The last part of the thesis introduces a deconvolution approach to restore the spectra of such cameras. Our contribution lies in the weights of the penalization term, which are automatically set using the entropy of the Fabry-Perot harmonics. The proposed method exhibits a better spectrum restoration than the strategy proposed by the camera manufacturer and than the classical deconvolution technique it extends.

SSI Image
SSI Image
PPID
PPID
GRMR
GRMR
KPWNMF
KPWNMF
VPWNMF
VPWNMF
FPKmeans
FPKmeans
FPVCA
FPVCA
Naive
Naive
Figure: Segmentation of a Hyko 2 database image for different unmixing methods. Demosaicing is applied to the SSI image, followed by the generation of abundance maps and subsequent segmentation. For the proposed methods (VPWNMF, KPWNMF, FPVCA, FPKmeans, and Naive), unmixing and demosaicing were jointly applied.

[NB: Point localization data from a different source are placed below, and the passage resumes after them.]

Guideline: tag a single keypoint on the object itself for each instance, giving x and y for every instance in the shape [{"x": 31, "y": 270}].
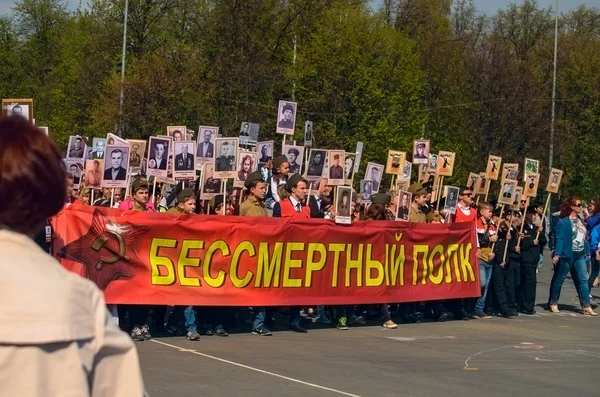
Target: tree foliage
[{"x": 472, "y": 83}]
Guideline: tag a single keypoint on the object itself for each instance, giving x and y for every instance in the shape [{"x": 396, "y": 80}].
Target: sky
[{"x": 487, "y": 6}]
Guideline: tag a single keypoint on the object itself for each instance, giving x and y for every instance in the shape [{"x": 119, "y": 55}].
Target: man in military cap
[
  {"x": 292, "y": 208},
  {"x": 288, "y": 115},
  {"x": 335, "y": 170},
  {"x": 292, "y": 156}
]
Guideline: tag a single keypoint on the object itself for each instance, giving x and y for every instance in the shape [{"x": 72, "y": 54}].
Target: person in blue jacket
[{"x": 570, "y": 252}]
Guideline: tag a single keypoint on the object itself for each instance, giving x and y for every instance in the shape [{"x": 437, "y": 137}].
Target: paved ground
[{"x": 540, "y": 355}]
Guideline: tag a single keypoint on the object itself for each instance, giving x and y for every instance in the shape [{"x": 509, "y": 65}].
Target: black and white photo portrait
[
  {"x": 366, "y": 191},
  {"x": 286, "y": 117},
  {"x": 265, "y": 151},
  {"x": 178, "y": 133},
  {"x": 421, "y": 152},
  {"x": 115, "y": 163},
  {"x": 226, "y": 150},
  {"x": 374, "y": 172},
  {"x": 206, "y": 148},
  {"x": 249, "y": 133},
  {"x": 308, "y": 130},
  {"x": 294, "y": 154},
  {"x": 138, "y": 149},
  {"x": 98, "y": 145},
  {"x": 77, "y": 148},
  {"x": 158, "y": 157},
  {"x": 316, "y": 162}
]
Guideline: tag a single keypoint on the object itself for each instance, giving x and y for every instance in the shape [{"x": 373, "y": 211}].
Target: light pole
[
  {"x": 553, "y": 120},
  {"x": 120, "y": 131}
]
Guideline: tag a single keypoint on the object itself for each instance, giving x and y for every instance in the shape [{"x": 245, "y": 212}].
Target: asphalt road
[{"x": 541, "y": 355}]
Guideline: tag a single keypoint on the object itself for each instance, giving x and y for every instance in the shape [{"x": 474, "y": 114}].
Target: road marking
[
  {"x": 183, "y": 350},
  {"x": 466, "y": 368}
]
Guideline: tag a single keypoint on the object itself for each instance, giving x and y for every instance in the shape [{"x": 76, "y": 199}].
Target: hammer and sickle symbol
[{"x": 120, "y": 254}]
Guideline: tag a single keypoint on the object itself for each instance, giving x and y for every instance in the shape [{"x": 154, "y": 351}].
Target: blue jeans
[
  {"x": 190, "y": 318},
  {"x": 485, "y": 275},
  {"x": 578, "y": 269}
]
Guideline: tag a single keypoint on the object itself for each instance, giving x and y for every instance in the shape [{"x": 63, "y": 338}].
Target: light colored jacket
[{"x": 56, "y": 336}]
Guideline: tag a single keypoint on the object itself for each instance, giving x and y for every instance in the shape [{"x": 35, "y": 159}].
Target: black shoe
[
  {"x": 298, "y": 328},
  {"x": 262, "y": 331},
  {"x": 221, "y": 332}
]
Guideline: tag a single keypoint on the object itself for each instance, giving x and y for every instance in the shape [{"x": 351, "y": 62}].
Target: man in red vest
[{"x": 292, "y": 207}]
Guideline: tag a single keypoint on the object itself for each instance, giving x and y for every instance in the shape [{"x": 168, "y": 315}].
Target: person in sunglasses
[{"x": 569, "y": 256}]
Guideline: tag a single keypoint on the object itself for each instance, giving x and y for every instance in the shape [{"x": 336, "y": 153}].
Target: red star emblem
[{"x": 106, "y": 250}]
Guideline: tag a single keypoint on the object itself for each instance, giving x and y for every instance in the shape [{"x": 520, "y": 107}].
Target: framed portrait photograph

Master’s Work: Evaluating Fog Computing Scheduling and Placement Algorithms.

My Master’s degree in Computer Engineering / Networks and Computer Systems was completed at Latakia University( Tishreen University before 2025), Latakia, Syria, following a one-year coursework phase and two years of research, a standard path before pursuing a PhD in the country. My research focused on Fog Computing technologies, specifically evaluating algorithms for placement and scheduling of real-time IoT applications. The methods were tested in a simulated smart city, where analysis of eight placement policies demonstrated that HAFA and iFogStor-G approaches provided optimal service times and reduced cloud processor usage.